Mas isso não é um problema?

A água é da natureza, nós é que estamos a pedir emprestada à natureza. Não sou um defensor intransigente dos direitos da natureza, e já há muitos advogados a falarem disso. É interessante, porque começa a haver países em que a natureza tem direitos, mas a verdade é que escoa dos rios e não se perde para o mar, ela está lá a fazer o seu serviço.

Os canais que vêm da albufeira de Santa Clara, construídos nos anos 1960, vão para o mar.
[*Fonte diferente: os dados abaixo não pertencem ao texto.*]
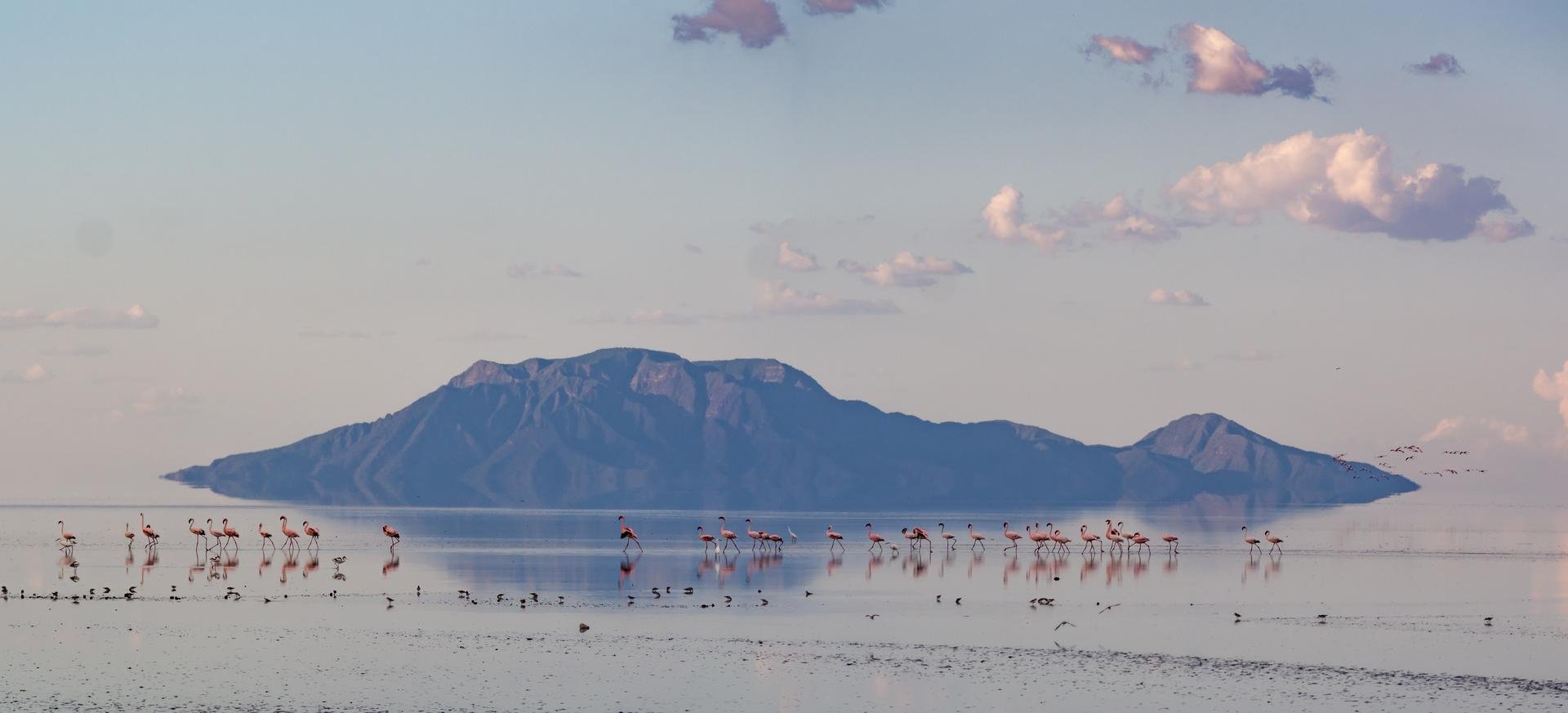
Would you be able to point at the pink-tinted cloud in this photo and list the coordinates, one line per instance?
(905, 270)
(756, 22)
(1440, 65)
(1120, 49)
(1343, 182)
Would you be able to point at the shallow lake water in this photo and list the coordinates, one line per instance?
(1404, 588)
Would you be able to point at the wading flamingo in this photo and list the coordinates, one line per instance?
(313, 533)
(198, 532)
(877, 539)
(627, 535)
(1012, 537)
(148, 532)
(976, 538)
(291, 533)
(726, 533)
(1250, 541)
(1089, 539)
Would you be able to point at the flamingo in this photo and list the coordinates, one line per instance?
(728, 535)
(1250, 541)
(627, 535)
(1012, 537)
(148, 532)
(976, 538)
(289, 532)
(1275, 541)
(835, 539)
(198, 532)
(877, 539)
(1112, 535)
(946, 535)
(1089, 538)
(1039, 537)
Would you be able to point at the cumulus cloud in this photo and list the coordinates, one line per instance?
(777, 298)
(1220, 65)
(1554, 387)
(1005, 221)
(1120, 49)
(134, 317)
(756, 22)
(30, 375)
(841, 7)
(1178, 298)
(1440, 65)
(1476, 431)
(1343, 182)
(795, 259)
(905, 270)
(530, 270)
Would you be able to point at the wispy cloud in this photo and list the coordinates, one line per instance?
(1440, 65)
(1346, 182)
(134, 317)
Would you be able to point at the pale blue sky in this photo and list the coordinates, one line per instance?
(274, 179)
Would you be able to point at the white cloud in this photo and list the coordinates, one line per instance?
(30, 375)
(1554, 387)
(777, 298)
(134, 317)
(530, 270)
(905, 270)
(1476, 431)
(1343, 182)
(1178, 298)
(795, 259)
(1005, 221)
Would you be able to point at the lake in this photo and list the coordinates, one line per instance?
(1405, 586)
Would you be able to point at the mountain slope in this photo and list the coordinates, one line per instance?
(637, 428)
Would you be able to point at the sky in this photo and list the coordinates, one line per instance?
(231, 228)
Aí há uma questão hidráulica, que é o controle de sistemas de rega por montante ou por jusante. Há muitos sistemas em que a água é libertada a montante, e a água escoa no canal, os agricultores têm de ir buscar água ao canal. Se não houver sincronização, ao longo do percurso vão sendo captados volumes, e eu quero que no final se desperdice muito pouco. Acontece que às vezes os agricultores não tiram o que estava previsto e há um excedente que é libertado no canal de rega, aí a natureza não tem a ver, aí há um desperdício mesmo. Mas há soluções hidráulicas para resolver o problema. Um armazenamento no final do canal, eventualmente até substituir todo o sistema.

Se nos pusermos no lugar de uma pessoa que tem ali uma horta, cortam-lhes a água este ano, como tem acontecido a pequenos agricultores, os chamados precários. Veem a água que acaba por ir parar ao mar.

Pois, é difícil explicar isso. Realmente exige um estudo do sistema e arranjar forma de não desperdiçar.

Como mensagem, queria dizer que tudo isto é um processo, nós temos de melhorar sempre, reconhecer que muitos dos problemas que existem têm várias causas, falta de financiamento, falta de conhecimento... temos de colmatar essas lacunas, e ir resolvendo os problemas, sempre com uma visão de futuro. E tem de haver uma contribuição de todos. Não vai ser o Estado que vai resolver, não vai ser a iniciativa privada, não vai ser a agricultura. É todos juntos, com vontade de colaborar.